Arguably, one of the most if not the most significant of the Ford Talladega Prototype cars built is the red Banjo Matthews car. It was built in August of 1968 well before the regular production cars started on the assembly line in late January of 1969. Intra-Company memos from the time suggest that things were changing rapidly in the plan to build a street version necessary to homologate the new aerodynamic body and Boss 429 engine for use in the 1969 NASCAR season.
This car was likely what most represented what the “car guys” at Ford wanted to build and put on the street. Although it lacks the race cars Boss 429 it does have the top of the line 428 CJ Ram Air engine plus lots of other extras such as air conditioning, bucket seats and automatic C6 transmission.
The “RED TALLADEGA” is the earliest prototype Talladega known to exist and the only red, Ram Air Talladega built. Ordered as a special purpose vehicle by Ford Motor Company Administrative Services it was built with options not available on any production Talladega. Some of these include: rim blow deluxe steering wheel, air conditioning selectaire, AM/FM stereo radio, rear seat speakers, tinted glass complete, deluxe belts and warning light, tachometer, dark red vinyl bucket seats and Candyapple Red paint.
Why was the Talladega so special? Horse power was getting more and more expensive for NASCAR race teams and the manufacturers were just discovering that aerodynamics could provide more speed from the same horsepower. The race was then on to build the most aerodynamic car for theNASCAR super speedways. The only problem was that NASCAR demanded that at least 500 street going examples be built for sale to the public.
This is why the Talladega prototype was built; once at Ford Administrative Services the transformation of a regular Torino Cobra into this sleek Talladega began. The rocker panels were hand modified to lower the car and the front fenders were hand modified for aerodynamics. Engineers removed the hood latching mechanism and installed hood pins as the only means to hold the hood shut. This unique one of a kind prototype came with a white “C stripe” that was modified in the front for the longer nose and at the rear a piece stripe was added to cover the holes in the quarter panel where the Torino emblem used to be. The Ford “T” emblem is also unique in the material it is made of and its placement on the doors. The tail panel was painted black, but still has the GT lower moldings on it. The hood, hood scoop and wiper panel were all painted flat black, not egg shell. When all that was done, they then fitted the car with chrome styled steel wheels and Goodyear white letter tires with GT caps.
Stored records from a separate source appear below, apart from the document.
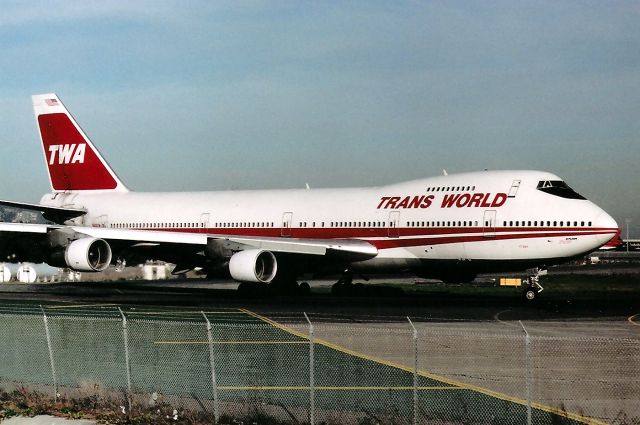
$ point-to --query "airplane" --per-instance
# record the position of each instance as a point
(449, 227)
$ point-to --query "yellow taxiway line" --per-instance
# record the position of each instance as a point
(429, 375)
(79, 306)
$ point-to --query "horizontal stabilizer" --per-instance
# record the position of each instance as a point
(54, 214)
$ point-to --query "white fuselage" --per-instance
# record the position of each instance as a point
(482, 217)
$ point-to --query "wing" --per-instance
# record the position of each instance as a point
(189, 250)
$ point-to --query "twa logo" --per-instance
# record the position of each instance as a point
(67, 154)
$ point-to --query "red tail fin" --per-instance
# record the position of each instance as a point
(72, 160)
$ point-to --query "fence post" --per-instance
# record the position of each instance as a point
(415, 372)
(53, 364)
(312, 390)
(214, 383)
(125, 334)
(529, 371)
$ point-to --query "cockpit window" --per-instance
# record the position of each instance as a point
(558, 188)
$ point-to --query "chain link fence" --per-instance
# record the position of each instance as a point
(306, 370)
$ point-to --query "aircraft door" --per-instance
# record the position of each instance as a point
(489, 224)
(287, 220)
(101, 221)
(204, 223)
(394, 223)
(514, 189)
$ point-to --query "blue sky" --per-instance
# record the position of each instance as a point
(270, 94)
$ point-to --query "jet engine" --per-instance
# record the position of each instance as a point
(253, 265)
(84, 254)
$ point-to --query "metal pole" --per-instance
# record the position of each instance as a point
(415, 372)
(125, 334)
(312, 392)
(53, 364)
(212, 362)
(529, 371)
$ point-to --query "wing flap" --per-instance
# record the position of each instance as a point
(350, 248)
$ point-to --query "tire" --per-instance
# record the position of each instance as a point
(530, 294)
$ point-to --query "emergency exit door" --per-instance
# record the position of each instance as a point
(287, 222)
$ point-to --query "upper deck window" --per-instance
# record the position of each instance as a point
(558, 188)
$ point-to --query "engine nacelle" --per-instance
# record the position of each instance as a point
(253, 265)
(86, 255)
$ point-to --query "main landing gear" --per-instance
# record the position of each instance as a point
(532, 285)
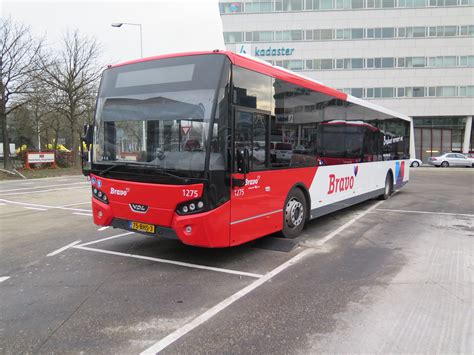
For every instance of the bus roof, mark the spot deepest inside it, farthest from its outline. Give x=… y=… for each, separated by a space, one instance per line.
x=266 y=68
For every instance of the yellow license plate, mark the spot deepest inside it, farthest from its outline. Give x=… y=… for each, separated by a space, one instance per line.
x=142 y=227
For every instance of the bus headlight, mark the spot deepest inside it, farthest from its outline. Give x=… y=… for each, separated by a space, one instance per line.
x=190 y=207
x=102 y=197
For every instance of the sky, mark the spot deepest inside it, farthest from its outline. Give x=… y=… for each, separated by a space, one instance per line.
x=168 y=26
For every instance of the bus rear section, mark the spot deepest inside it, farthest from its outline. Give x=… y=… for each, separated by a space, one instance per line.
x=216 y=149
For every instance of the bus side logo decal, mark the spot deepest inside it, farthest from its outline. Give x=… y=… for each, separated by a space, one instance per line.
x=340 y=184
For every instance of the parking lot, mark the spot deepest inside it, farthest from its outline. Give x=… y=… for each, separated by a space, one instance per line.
x=393 y=276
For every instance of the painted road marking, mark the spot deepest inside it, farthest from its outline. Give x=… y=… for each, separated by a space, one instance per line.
x=82 y=214
x=40 y=191
x=77 y=204
x=36 y=208
x=426 y=212
x=43 y=187
x=63 y=248
x=104 y=239
x=44 y=206
x=177 y=334
x=179 y=263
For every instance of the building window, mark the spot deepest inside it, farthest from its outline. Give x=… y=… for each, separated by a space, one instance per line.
x=388 y=32
x=357 y=63
x=357 y=4
x=418 y=92
x=232 y=37
x=357 y=92
x=387 y=92
x=388 y=62
x=258 y=6
x=263 y=36
x=325 y=4
x=292 y=5
x=357 y=33
x=450 y=30
x=326 y=64
x=327 y=34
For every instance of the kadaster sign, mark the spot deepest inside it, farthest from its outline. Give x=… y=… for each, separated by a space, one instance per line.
x=266 y=51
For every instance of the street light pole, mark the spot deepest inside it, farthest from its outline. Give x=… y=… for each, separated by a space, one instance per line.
x=120 y=24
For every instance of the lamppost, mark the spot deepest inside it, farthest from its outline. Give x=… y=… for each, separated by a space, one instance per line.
x=120 y=24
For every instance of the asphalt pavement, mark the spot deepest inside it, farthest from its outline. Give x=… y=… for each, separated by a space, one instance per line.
x=380 y=277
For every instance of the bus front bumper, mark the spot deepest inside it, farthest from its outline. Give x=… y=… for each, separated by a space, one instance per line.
x=209 y=229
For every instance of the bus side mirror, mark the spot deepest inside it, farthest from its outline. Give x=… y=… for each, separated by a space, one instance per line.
x=86 y=142
x=243 y=161
x=88 y=135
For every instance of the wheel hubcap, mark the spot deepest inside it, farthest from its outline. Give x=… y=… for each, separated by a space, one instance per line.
x=294 y=213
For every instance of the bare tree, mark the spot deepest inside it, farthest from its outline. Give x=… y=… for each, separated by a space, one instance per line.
x=72 y=77
x=19 y=55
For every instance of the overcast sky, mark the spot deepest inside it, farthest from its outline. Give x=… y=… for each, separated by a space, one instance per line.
x=168 y=25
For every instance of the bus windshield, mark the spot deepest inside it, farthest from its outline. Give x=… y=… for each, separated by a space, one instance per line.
x=158 y=113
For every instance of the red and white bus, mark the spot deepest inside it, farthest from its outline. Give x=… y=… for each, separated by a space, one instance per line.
x=216 y=149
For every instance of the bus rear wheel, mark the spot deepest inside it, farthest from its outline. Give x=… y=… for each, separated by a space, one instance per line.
x=388 y=188
x=294 y=214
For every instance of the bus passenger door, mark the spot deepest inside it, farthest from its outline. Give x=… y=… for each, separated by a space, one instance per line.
x=252 y=211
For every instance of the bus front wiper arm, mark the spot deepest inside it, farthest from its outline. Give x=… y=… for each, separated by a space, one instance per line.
x=101 y=173
x=183 y=179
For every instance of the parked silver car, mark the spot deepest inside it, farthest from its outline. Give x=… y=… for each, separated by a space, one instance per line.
x=450 y=159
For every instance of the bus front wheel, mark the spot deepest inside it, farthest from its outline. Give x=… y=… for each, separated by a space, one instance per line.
x=294 y=214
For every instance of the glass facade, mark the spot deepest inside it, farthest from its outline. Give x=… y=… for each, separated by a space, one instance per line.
x=255 y=6
x=437 y=135
x=376 y=63
x=409 y=92
x=331 y=34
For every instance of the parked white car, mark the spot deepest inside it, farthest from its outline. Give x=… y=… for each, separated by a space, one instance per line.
x=450 y=159
x=415 y=163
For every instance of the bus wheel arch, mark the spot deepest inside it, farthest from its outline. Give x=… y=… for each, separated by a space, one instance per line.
x=296 y=211
x=388 y=185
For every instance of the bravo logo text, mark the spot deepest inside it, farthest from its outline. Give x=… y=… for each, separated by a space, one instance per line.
x=339 y=184
x=119 y=192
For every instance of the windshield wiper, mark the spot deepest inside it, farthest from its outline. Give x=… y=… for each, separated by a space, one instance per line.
x=185 y=180
x=161 y=171
x=101 y=173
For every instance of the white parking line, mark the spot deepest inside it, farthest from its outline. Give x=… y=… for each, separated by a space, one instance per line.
x=64 y=248
x=44 y=206
x=104 y=239
x=179 y=263
x=425 y=212
x=77 y=204
x=41 y=191
x=36 y=208
x=44 y=187
x=83 y=214
x=171 y=338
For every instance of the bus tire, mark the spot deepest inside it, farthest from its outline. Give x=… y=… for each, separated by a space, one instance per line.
x=388 y=188
x=294 y=214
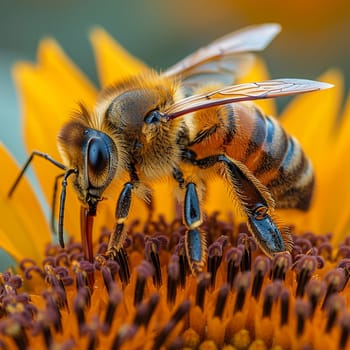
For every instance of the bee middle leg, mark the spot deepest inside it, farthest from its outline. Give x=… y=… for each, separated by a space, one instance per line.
x=115 y=248
x=255 y=201
x=195 y=240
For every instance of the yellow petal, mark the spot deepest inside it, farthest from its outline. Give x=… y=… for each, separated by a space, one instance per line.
x=114 y=63
x=49 y=93
x=24 y=226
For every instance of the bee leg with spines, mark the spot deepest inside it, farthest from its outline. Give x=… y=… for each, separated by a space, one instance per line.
x=255 y=201
x=115 y=248
x=195 y=240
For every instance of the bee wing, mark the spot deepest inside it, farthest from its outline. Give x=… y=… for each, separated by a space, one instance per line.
x=244 y=92
x=226 y=57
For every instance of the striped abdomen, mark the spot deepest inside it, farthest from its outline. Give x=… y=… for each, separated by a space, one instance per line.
x=275 y=158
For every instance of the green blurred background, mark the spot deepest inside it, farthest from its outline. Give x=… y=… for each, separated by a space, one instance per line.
x=315 y=36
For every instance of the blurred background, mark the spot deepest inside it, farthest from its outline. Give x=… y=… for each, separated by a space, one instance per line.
x=315 y=36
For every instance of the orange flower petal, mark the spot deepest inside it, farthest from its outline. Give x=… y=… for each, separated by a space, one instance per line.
x=114 y=63
x=49 y=93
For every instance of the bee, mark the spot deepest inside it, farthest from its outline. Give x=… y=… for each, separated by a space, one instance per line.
x=188 y=124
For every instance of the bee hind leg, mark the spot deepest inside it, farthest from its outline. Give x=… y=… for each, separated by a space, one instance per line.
x=256 y=202
x=115 y=248
x=195 y=240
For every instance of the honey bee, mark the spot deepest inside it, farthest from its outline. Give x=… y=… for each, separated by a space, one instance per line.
x=188 y=124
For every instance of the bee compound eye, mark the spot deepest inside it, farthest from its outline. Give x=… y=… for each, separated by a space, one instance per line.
x=153 y=117
x=97 y=156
The car was used in some photo shoots and was seen in Stock Car Racing Magazine in April of 1969. Ford owned the car for almost four years before selling the car to NASCAR Hall of Fame legend Banjo Matthew in March of 1971. This car has the documentation including a copy of the original title in Ford’s name, registration card in Ford’s name, a loan contract, invoice and receipt from Ford to Banjo Matthews, a release agreement from Banjo to Ford and a Marti Report.
We can only guess “what if” Ford had followed through with a production Talladega closer in spirit to this Prototype. Today, production Talladegas are extremely rare and sought after today but if the “bean counters” at Ford had not changed the way they were built with no options and the absolute minimum of amenities we would likely not be able to afford them today!